Spotify, for its part, has done a great deal of math separating a song into its individual instrument layers, breaking down its rhythm and structure. In November, the music service published research proposing a new personalized recommendation model called MUSIG that learns “meaningful representations of tracks and users” based on individual features of songs (like genre, acoustics, danceability, the wordiness of lyrics) and how they relate to one another (like if they appear on the same playlist).
Keeping up with the users
However, it’s not enough to just find out what users like at the moment. Our music tastes change over time, and Spotify has to feed users new tunes they like to keep them coming back.
This includes recommending a mix of content that is popular or similar to music that the person has previously listened to along with exploratory content that is more eclectic and unaligned with the user’s usual engagement.
“Maybe you joined Spotify for dance music, but can we help you focus while studying. By balancing these polarities, can we help you get a more fulfilling content diet,” Stål said in the video presentation. “We have to think about your wants, things that will keep you in your comfort zone, and your needs, so things that may enhance your listening down the line but may not be exactly what you expect right now.”

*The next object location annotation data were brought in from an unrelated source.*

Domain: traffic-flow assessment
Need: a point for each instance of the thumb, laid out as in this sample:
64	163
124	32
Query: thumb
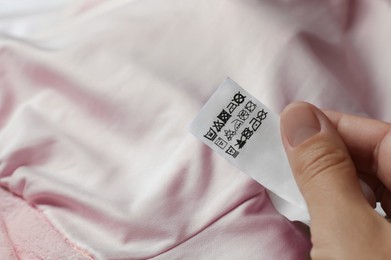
320	162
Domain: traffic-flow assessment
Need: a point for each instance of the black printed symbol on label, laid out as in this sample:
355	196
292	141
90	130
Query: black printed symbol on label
218	125
224	116
241	142
231	107
238	98
229	134
261	115
221	143
245	135
255	123
231	151
243	115
250	106
237	124
211	134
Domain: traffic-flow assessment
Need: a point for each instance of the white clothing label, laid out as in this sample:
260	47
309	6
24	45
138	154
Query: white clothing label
246	133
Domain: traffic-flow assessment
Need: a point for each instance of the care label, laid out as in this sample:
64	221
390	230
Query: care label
246	133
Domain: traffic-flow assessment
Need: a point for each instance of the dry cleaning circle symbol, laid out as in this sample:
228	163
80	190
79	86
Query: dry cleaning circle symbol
261	115
243	115
239	98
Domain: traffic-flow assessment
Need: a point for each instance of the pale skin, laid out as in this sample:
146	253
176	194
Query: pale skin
329	152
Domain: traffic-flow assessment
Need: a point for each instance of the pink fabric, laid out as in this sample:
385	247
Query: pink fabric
96	96
25	233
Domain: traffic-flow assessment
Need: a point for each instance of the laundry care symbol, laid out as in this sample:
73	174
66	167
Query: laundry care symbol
232	151
221	143
256	122
211	134
245	135
222	119
229	134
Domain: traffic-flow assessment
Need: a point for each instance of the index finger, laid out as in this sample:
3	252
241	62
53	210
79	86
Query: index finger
368	141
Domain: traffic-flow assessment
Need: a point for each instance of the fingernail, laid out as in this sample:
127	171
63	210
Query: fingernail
299	123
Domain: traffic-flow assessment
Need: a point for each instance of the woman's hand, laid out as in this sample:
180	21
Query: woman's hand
329	153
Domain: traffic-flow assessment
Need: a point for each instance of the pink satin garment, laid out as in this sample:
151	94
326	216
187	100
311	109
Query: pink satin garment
96	97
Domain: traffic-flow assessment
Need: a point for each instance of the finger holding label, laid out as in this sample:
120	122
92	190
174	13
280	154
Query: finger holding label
342	221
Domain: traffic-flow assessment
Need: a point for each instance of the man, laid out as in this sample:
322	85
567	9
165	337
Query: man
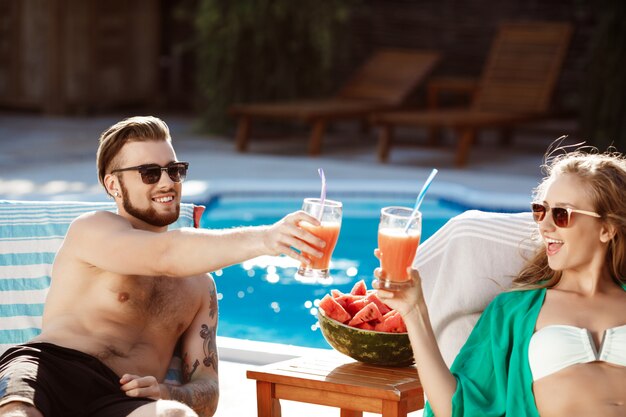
125	291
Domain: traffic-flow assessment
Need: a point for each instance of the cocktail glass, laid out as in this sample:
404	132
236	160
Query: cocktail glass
330	217
399	233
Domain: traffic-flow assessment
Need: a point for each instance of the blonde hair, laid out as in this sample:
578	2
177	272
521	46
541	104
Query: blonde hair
133	129
604	175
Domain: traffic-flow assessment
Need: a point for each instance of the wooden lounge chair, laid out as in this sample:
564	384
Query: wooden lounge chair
383	83
516	86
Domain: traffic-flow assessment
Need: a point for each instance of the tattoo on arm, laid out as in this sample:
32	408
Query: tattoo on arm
201	395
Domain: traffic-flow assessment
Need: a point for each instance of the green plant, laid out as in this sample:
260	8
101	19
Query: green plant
250	50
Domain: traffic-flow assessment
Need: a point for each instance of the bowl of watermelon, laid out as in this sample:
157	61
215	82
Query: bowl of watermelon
360	325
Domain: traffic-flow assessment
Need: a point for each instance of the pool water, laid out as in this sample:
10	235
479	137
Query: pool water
261	300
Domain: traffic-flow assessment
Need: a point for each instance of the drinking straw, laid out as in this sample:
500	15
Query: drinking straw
323	194
420	198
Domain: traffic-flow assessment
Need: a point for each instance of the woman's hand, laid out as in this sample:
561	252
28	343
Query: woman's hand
405	300
140	386
286	235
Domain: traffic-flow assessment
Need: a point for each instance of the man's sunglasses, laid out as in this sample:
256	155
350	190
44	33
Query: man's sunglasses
560	215
151	173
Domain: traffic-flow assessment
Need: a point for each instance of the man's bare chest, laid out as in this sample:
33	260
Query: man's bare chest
156	301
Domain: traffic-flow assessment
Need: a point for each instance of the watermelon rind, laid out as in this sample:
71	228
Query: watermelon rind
369	346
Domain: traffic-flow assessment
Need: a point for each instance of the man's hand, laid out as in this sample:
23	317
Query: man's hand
140	386
286	235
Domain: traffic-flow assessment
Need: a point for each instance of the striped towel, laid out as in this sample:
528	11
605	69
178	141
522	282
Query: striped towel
465	264
30	235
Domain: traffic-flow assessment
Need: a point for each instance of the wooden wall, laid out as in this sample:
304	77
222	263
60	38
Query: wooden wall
68	56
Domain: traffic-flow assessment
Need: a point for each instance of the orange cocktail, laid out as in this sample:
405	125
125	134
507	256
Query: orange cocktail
329	213
329	232
399	235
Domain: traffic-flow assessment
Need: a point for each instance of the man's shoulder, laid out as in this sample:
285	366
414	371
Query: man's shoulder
100	218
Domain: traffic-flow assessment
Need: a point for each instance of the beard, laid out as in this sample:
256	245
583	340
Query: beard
149	215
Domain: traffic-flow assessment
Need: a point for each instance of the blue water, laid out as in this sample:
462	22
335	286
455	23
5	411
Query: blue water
260	299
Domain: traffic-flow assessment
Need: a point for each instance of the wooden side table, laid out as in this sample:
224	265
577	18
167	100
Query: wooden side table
353	387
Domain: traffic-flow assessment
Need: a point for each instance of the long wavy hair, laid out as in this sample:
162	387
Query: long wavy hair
604	176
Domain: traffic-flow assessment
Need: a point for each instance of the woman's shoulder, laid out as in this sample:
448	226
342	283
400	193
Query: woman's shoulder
517	298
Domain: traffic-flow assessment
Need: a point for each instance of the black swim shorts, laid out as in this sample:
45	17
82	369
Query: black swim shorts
62	382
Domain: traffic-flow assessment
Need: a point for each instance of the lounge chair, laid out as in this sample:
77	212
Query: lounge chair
382	83
516	85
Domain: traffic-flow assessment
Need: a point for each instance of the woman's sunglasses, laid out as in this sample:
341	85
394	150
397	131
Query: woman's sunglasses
151	173
560	215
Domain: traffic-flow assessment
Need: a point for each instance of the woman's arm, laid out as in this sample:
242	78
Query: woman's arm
438	383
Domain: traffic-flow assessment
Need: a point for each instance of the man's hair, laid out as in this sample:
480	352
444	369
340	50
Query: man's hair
604	177
133	129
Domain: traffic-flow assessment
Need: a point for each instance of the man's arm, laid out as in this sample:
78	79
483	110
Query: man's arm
109	242
200	389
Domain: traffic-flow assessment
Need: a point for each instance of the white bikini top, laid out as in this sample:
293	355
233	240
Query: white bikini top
553	348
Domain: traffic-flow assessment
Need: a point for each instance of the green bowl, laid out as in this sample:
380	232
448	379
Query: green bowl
377	348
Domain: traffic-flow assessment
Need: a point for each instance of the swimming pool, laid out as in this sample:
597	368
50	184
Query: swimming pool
261	300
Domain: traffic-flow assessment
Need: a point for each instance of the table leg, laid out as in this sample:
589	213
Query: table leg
394	408
351	413
267	405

This type of formula “can facilitate exploration by helping users discover new content or inculcate new tastes,” Spotify researchers wrote in a post in March. “It can help the platform spread consumption across artists and facilitate consumption of less popular content.”

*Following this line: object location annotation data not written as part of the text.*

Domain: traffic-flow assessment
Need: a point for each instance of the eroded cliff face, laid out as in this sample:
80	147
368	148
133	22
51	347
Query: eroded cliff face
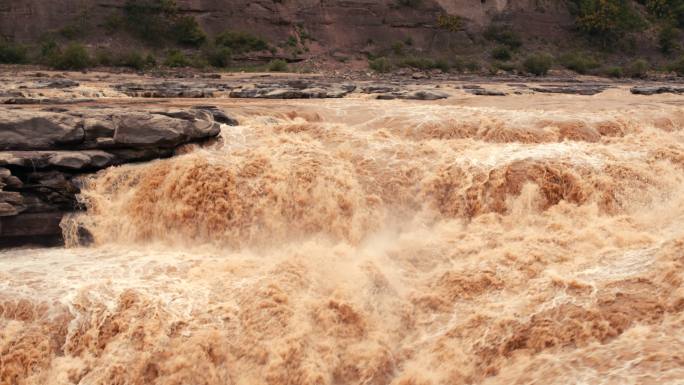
344	25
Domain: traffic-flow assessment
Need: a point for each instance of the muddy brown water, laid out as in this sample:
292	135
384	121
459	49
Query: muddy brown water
521	240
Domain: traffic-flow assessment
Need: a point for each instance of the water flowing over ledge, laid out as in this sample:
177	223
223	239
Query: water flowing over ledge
377	242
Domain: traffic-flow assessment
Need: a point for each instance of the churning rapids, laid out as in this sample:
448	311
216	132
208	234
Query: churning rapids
360	242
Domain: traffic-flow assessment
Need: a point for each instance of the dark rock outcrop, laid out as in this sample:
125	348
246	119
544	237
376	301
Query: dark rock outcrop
171	89
652	90
42	153
294	90
483	92
577	89
414	95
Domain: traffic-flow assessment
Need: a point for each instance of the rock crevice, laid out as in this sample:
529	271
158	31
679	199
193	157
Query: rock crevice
42	153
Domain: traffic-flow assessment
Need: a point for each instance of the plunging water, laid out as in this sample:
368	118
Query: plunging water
370	243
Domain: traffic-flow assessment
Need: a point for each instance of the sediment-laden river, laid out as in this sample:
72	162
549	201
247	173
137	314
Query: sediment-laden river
371	242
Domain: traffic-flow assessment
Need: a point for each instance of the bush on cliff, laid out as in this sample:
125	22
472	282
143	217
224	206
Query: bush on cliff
502	53
579	62
11	53
538	64
73	57
605	21
668	39
187	31
277	65
637	69
678	66
381	65
176	58
219	57
241	42
503	34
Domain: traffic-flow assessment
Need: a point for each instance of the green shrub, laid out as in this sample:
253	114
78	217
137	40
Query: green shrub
637	69
503	34
176	58
452	23
668	39
605	20
615	72
132	59
678	66
241	42
498	65
149	20
502	53
422	63
538	64
578	62
219	57
380	64
188	32
409	3
671	10
442	64
104	57
12	53
277	65
398	48
73	57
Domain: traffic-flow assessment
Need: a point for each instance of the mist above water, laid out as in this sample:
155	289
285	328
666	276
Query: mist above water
362	243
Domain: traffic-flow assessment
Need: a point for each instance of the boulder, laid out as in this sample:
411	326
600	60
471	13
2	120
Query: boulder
152	130
294	90
653	90
43	153
414	95
36	130
484	92
577	89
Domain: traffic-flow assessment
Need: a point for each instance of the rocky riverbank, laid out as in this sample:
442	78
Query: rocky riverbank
44	151
56	127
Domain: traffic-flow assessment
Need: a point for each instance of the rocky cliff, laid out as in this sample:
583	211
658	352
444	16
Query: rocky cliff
43	152
332	25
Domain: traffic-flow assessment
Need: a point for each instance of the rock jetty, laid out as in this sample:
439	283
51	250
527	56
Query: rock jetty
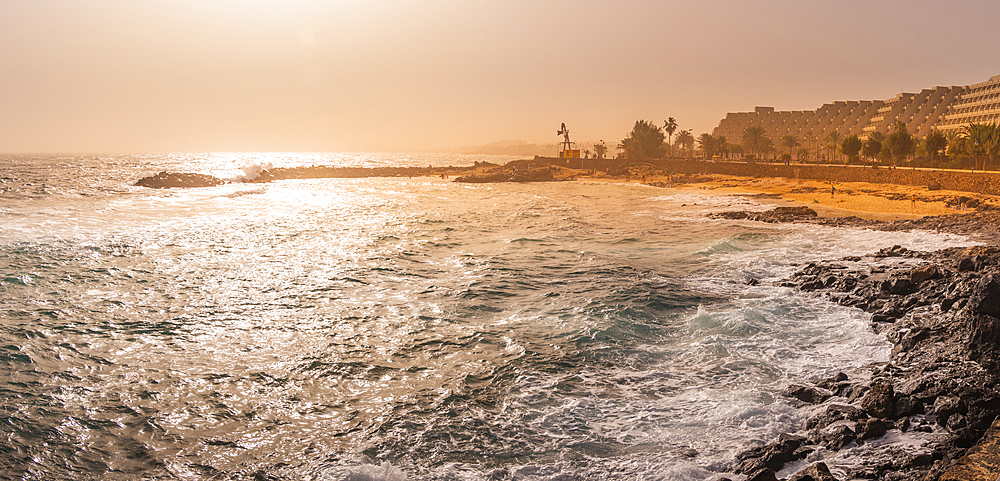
941	312
167	180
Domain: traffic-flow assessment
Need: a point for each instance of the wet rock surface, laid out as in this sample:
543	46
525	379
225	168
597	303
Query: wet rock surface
168	180
777	214
982	223
940	312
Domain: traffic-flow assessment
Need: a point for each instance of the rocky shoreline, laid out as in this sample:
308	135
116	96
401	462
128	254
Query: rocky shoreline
941	312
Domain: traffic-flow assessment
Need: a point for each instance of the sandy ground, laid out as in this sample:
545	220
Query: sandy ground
872	201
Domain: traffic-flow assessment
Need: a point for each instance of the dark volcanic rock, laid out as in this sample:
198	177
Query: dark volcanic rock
771	456
941	312
777	214
809	394
166	180
880	400
762	475
816	472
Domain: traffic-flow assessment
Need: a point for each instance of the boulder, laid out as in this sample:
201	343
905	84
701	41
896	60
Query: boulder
924	273
986	296
816	472
167	180
809	394
880	400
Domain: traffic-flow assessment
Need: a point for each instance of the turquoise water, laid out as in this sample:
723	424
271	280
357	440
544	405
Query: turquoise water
393	328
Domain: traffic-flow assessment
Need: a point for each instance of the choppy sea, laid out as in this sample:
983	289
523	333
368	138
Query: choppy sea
398	328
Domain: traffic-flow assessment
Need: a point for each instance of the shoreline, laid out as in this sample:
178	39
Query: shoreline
938	317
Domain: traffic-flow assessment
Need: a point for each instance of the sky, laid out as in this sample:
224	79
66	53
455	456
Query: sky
106	76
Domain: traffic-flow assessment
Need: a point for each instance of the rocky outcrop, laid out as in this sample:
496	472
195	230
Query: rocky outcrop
941	312
775	215
167	180
532	175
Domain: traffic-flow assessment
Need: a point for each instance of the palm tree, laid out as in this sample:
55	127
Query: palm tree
686	140
850	147
707	143
935	143
982	140
669	126
789	142
956	142
722	144
600	149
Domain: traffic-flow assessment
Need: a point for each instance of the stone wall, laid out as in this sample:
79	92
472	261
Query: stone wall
962	181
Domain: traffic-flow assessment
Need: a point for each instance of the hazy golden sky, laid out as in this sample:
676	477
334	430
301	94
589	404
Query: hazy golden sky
345	75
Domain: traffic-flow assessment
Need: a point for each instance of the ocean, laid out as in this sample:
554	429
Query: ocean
399	328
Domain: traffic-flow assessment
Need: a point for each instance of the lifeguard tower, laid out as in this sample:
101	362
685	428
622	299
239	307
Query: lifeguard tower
567	151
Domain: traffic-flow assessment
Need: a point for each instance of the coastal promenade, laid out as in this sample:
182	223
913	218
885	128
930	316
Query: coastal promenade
957	180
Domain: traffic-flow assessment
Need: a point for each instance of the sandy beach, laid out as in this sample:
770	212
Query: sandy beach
870	201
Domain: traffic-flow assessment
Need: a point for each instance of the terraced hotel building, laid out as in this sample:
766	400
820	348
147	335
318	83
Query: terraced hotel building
941	108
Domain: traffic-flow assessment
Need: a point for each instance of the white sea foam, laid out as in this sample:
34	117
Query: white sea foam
251	171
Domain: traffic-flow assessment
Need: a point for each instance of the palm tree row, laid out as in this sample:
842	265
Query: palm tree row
976	146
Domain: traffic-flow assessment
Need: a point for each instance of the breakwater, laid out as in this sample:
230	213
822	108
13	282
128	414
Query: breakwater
962	181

Of course, Spotify has its own financial reasons for wanting to diversify its users’ taste palette. Internal studies have shown that active users with more diverse listening habits were “25 percentage points more likely to convert from Free to Premium than those with less diversity in their music consumption.”
To stay ahead of our changing preferences, and keep their recommendations fresh, Spotify also needs to be able to understand how what we like can evolve over time. Earlier this year, researchers there built a model based on a dataset of 100,000 Spotify users who were continuously active from 2016 to 2020. They looked at the entire streaming history of every user, grouped their music into “micro-genres,” and mapped them across time. What they came up with was a connected graph that illustrated the transitions between different genres of music. As an example, their model suggested that to go from liking “EDM” to “nu jazz” or “gospel,” users were likely to pass through a phase of liking “tropical house,” which is chill but upbeat electronic music.
Using the paths laid out in this model, Spotify hopes that they can gradually acclimate users to different genres by journeying them through microgenres that lie in-between what they already like and what they don’t yet know.
Outside of music, Spotify’s decade of personalization research has already extended to podcasts. “It turns out that we can even predict what kinds of podcasts a listener might enjoy based on their taste in music,” Stål noted in a company blog post. But Spotify’s audio expansion plans don’t end there—it recently acquired the audiobook company Findaway.